My first pick would be NorthWest Healthcare Properties REIT (TSX:NWH.UN), which owns and operates 190 healthcare properties spread across seven countries. Given its highly defensive and diversified portfolio, its occupancy and collection rate stood healthy despite the pandemic. Also, its long-term contracts and government-backed tenants provide stability to its financials. Supported by these stable cash flows, the company pays dividends at a healthier rate. Meanwhile, its forward yield stands at a healthy 6.18%.
Apart from organic growth, NorthWest Healthcare also focuses on acquisitions to boost its financials. Since March 31, the company has completed $321.1 million of accretive acquisitions while disposing of $7.1 million of assets. Besides, it is also working on acquiring the Australian Unity Healthcare Property Trust, which enjoys a healthy occupancy rate of 98%. NorthWest Healthcare had also strengthened its financial position by raising around $200 million in June. So, I believe NorthWest Healthcare would be an excellent addition to your portfolio in this volatile environment.
Second on my list would be Keyera (TSX:KEY), which has outperformed the broader equity markets this year, with returns of 43.5%. Its solid second-quarter performance and rising crude oil prices drove the company’s stock price higher. Supported by a solid performance from its gathering and processing and marketing segments, the company posted an adjusted EBITDA of $224 million in the second quarter, representing year-over-year growth of over 23%. Meanwhile, the uptrend in its financials could continue amid higher commodity prices, rising oil demand, and its continued investments in growth projects.

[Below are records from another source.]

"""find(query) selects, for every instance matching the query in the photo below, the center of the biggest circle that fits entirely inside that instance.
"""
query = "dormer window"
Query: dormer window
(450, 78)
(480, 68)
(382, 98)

Keyera commenced the operation of its Wildhorse crude oil storage and blending terminal in July, adding 4.5 million barrels of storage capacity. Further, the construction of its KAPS pipeline project is underway and could be complete by early 2023. So, given its healthy growth prospects and strong liquidity of $1.5 billion, the company is well-equipped to continue paying dividends at a juicier yield. Currently, it pays a monthly dividend of $0.21 per share, with its forward yield standing at 5.82%.
Pizza Pizza Royalty
My final pick would be Pizza Pizza Royalty (TSX:PZA), which indirectly owns Pizza Pizza and Pizza 73 Rights and Marks’ restaurants. Due to its highly franchised business model and strengthening of its digital channels, the company has returned around 28% this year, outperforming its peers. Despite the rise, the company still trades at an attractive forward price-to-earnings of 14.3. Company’s management also raised its monthly dividends by 9% to $0.06 per share in August, depicting the confidence in its future cash flows. Its forward yield currently stands at a healthy 5.92%.
Meanwhile, with the reopening of the economy, Pizza Pizza has reopened its dining spaces and non-traditional restaurants. It could also benefit from continued sales growth from its digital channels and improving economic activities. So, given its healthy growth prospects, I believe Pizza Pizza’s dividends are safe.